The Bush Administration
has recently announced plans to change the way the federal workforce
is managed and introduce some form of competition between the civil
service and the private sector. Details of the package were expected
to be
released sometime after Labor Day. The White House expects one result to be a
major reduction in the workforce and improved management of the entire
federal enterprise. The plan calls for a reduction of the workforce
(1.8 million employees) through $25,000 employee buyouts, early
retirement inducements, and what is being labeled as increased
competition between the private sector and federal employees. According to the IEEE-USA
Salary & Fringe Benefits Survey, 2001 Edition, 7.1 percent
of the more than 230,000 U.S. IEEE members work for the federal
government.
The White House
package includes recommendations for changing the way government
workers are paid. A device labeled "pay banding" will
replace the step-by-step advancement routine now in place. Federal
managers will be able to award salary increases based on performance
rather than longevity.
Spokesmen for
government employees say workers are concerned about the plan to
increase "competitive sourcing," which translates to
putting government jobs up for competition with the private sector.

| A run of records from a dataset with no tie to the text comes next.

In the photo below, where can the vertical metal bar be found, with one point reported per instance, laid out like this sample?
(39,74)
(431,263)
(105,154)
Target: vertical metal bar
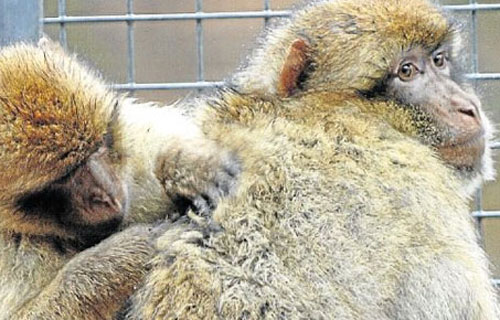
(20,21)
(475,70)
(199,42)
(267,7)
(62,26)
(130,46)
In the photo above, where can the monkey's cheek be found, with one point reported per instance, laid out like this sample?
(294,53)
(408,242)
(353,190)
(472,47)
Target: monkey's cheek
(464,156)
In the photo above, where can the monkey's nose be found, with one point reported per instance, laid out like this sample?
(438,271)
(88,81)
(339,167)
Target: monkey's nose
(105,200)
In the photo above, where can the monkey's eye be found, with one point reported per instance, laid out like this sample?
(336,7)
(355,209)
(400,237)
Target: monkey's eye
(407,71)
(439,60)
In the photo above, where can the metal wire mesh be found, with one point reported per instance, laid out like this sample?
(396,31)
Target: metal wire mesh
(130,18)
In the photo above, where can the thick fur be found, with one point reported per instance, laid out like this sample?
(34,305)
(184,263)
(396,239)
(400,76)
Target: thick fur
(54,113)
(342,211)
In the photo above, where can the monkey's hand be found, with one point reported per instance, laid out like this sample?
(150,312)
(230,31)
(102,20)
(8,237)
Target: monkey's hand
(198,176)
(96,283)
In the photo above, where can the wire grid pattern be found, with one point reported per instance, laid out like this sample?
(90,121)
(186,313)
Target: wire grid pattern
(267,13)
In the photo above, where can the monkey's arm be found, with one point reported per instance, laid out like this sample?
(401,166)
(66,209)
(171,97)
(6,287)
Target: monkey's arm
(96,282)
(192,170)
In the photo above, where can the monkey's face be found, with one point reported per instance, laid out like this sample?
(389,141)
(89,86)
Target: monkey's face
(89,202)
(448,115)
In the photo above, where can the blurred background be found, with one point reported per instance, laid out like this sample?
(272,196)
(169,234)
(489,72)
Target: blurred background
(167,52)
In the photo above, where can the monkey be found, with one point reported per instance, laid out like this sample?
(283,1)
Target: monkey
(360,146)
(88,179)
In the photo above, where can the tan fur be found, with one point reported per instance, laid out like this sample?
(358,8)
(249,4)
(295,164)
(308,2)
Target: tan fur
(342,213)
(55,113)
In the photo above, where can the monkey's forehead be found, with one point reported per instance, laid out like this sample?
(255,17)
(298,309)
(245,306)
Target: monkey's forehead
(396,22)
(53,112)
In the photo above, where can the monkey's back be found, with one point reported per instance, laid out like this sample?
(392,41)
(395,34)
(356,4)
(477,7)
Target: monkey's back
(327,224)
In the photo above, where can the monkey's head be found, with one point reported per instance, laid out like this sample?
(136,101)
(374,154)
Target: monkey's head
(56,173)
(405,53)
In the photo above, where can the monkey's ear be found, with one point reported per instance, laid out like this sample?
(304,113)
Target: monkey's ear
(47,44)
(295,64)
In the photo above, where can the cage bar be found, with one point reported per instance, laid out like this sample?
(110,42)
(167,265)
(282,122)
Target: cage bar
(13,29)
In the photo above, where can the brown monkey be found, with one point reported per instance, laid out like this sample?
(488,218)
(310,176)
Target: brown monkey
(360,148)
(78,163)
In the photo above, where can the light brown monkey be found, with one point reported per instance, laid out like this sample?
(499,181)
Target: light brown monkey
(77,164)
(360,148)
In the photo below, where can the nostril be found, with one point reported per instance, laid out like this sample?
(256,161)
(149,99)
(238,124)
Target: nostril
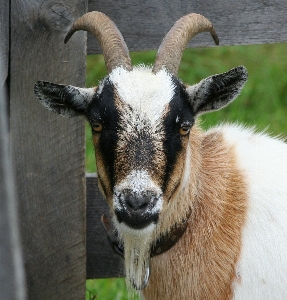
(137,202)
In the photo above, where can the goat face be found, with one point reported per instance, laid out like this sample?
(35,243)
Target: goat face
(141,121)
(144,120)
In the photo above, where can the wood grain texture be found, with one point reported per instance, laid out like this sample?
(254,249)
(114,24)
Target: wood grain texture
(48,150)
(143,24)
(11,265)
(102,262)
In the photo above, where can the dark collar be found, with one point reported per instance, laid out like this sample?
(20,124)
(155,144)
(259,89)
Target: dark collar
(163,244)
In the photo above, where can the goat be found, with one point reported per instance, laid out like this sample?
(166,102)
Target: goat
(205,211)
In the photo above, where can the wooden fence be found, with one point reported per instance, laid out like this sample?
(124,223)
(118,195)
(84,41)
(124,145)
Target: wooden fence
(51,239)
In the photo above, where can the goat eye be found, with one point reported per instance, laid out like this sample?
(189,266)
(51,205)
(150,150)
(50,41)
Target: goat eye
(97,126)
(184,130)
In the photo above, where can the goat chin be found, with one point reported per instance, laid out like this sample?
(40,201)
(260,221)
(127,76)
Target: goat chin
(137,245)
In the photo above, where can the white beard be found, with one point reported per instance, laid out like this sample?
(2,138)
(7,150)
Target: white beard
(137,245)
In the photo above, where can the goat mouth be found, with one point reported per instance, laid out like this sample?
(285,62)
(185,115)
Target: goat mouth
(136,220)
(137,210)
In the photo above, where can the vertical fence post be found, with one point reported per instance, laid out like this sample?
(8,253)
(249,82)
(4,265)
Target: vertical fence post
(11,266)
(48,150)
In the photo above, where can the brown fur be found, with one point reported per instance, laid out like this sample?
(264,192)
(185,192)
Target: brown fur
(202,265)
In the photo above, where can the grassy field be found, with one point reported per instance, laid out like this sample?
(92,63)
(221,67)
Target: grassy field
(262,103)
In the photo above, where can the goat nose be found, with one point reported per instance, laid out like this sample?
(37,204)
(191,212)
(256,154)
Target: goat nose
(137,203)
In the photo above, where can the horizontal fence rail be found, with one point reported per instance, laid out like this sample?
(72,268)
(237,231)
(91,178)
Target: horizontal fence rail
(143,24)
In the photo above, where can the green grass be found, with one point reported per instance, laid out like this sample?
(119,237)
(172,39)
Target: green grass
(262,103)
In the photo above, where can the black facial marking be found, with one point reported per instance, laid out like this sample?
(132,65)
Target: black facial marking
(140,147)
(104,111)
(180,114)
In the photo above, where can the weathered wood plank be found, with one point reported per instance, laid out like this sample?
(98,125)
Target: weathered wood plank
(102,262)
(143,24)
(11,264)
(48,150)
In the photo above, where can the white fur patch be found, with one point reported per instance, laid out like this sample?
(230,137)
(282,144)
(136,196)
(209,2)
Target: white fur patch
(262,268)
(144,91)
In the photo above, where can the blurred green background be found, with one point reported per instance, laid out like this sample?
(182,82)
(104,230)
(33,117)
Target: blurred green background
(262,103)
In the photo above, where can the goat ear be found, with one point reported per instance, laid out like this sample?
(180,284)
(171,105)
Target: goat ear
(215,92)
(65,100)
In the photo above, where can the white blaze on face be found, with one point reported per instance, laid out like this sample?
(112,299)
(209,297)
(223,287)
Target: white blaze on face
(144,91)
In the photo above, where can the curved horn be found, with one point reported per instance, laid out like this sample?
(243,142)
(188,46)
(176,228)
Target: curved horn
(114,48)
(170,51)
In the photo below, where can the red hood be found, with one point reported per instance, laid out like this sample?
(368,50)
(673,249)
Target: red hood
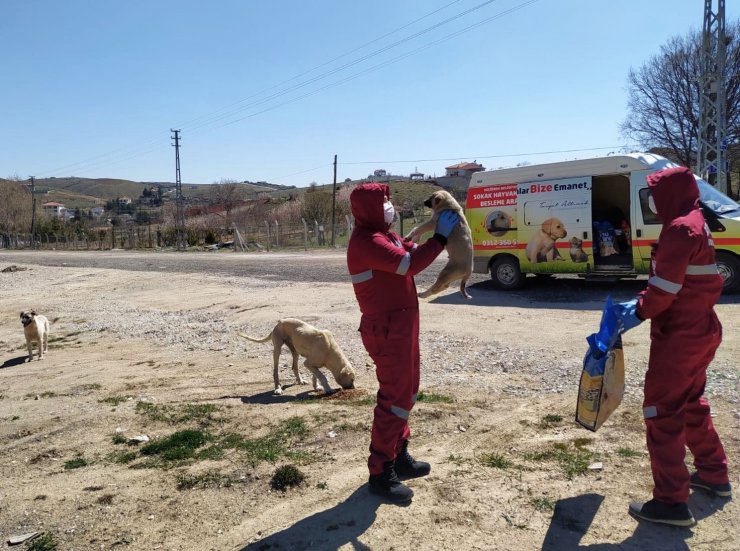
(674,191)
(367,205)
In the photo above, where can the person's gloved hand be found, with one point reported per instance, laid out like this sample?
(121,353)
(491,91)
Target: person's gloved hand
(626,313)
(446,222)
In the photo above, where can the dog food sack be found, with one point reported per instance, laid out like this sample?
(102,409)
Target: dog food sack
(601,387)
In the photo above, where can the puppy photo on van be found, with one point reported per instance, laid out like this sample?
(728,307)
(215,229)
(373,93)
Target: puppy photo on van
(459,244)
(36,330)
(316,345)
(541,247)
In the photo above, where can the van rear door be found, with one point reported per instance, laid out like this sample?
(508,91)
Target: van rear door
(646,225)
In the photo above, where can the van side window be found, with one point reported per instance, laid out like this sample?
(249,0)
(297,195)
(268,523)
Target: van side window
(647,215)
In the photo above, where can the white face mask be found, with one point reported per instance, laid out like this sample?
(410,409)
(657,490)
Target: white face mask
(388,212)
(651,204)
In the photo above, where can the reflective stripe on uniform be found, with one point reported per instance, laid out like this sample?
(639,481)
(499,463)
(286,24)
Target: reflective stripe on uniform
(707,269)
(665,285)
(362,276)
(400,412)
(404,265)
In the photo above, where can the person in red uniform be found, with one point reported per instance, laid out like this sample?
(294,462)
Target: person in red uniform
(683,287)
(382,267)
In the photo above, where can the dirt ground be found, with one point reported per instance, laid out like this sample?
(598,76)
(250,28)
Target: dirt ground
(153,352)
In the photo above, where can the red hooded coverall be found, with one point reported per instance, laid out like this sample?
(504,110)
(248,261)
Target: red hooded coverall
(683,287)
(382,266)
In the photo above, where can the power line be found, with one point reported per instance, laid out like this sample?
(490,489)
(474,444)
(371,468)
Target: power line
(529,154)
(127,154)
(347,65)
(380,65)
(115,156)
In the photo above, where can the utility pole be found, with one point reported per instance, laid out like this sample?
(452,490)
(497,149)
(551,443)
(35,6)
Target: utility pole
(179,212)
(712,143)
(333,205)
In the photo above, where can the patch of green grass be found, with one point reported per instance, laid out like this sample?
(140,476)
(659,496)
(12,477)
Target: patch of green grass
(266,448)
(210,479)
(456,459)
(573,461)
(543,504)
(364,401)
(550,420)
(45,542)
(302,457)
(178,446)
(202,414)
(496,461)
(294,427)
(431,398)
(114,400)
(211,452)
(582,442)
(122,457)
(45,394)
(76,463)
(286,477)
(106,499)
(352,427)
(627,452)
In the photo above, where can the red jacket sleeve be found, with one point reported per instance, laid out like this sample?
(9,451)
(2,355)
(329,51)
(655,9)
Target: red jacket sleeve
(382,254)
(675,249)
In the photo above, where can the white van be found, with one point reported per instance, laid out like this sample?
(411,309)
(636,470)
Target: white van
(589,217)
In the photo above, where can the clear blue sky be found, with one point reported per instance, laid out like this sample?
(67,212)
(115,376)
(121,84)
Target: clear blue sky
(92,87)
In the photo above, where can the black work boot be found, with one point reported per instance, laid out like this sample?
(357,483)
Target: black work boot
(388,486)
(408,467)
(676,514)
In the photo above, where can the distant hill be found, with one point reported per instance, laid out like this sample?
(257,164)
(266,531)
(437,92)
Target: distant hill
(75,192)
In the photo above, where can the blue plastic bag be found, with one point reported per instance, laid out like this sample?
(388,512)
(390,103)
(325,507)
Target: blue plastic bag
(601,386)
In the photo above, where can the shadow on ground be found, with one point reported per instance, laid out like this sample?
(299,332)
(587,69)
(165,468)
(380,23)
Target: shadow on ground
(13,362)
(554,293)
(573,517)
(330,529)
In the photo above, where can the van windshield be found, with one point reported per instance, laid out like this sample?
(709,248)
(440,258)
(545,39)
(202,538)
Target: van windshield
(716,200)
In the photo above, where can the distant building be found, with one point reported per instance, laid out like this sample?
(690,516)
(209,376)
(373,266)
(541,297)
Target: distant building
(463,169)
(54,209)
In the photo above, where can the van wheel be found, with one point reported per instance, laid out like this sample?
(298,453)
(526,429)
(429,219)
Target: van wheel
(506,274)
(729,269)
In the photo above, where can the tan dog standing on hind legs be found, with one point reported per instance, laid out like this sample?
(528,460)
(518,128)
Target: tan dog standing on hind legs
(36,330)
(317,346)
(459,244)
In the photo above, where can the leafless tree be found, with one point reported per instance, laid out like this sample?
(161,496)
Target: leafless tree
(15,206)
(229,194)
(663,106)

Office of Personnel Management
director Kay James said the Bush objective
is not to "shrink" the federal bureaucracy but to "rightsize"
it. She did not elaborate on what "rightsize" might mean.
James went on to say that,
because of some of the remarks he made on the campaign trail, the
President does bear some responsibility for the negative
image of federal workers. News stories quoted some campaign rhetoric
to the effect that the federal government in Washington (as
candidate, Bush "ran" against Washington) is "slow to
respond...Slow to reform...At times, the government is irrational,
running things without standard…"
James promises to
rebuild the workforce and staff it with "the best and brightest…"
She wants citizens to see working for the federal government "as
a noble calling, back to the tradition of Theodore Roosevelt."
Not surprisingly,
government employee union representatives are not enthusiastic about the plan.
According to David Schlein of the American Federation of Government
Employees, which represents 650,000 government workers, the real problem
with the federal workforce is pay. Federal employees' compensation
trails private-sector pay. Schlein called
"pay banding" a gimmick. Pay structure aside, Congress and the White House
have different views about pay increases even now. The Administration
favors a 3.6 percent pay increase for 2002 while Congress favors a 4.6
percent raise. Personnel experts
say some work needs to be done before deciding on pay increases. The
first task will be to analyze how the contract and civilian workforces
deliver services. Personnel experts in academia note that reform
should include an accounting for the personnel employed by contract
and grant organizations that perform services for the federal
government. This "shadow" government employs an estimated
8 million workers.
Edith T. Carper is a
special correspondent to IEEE-USA Policy Perspectives.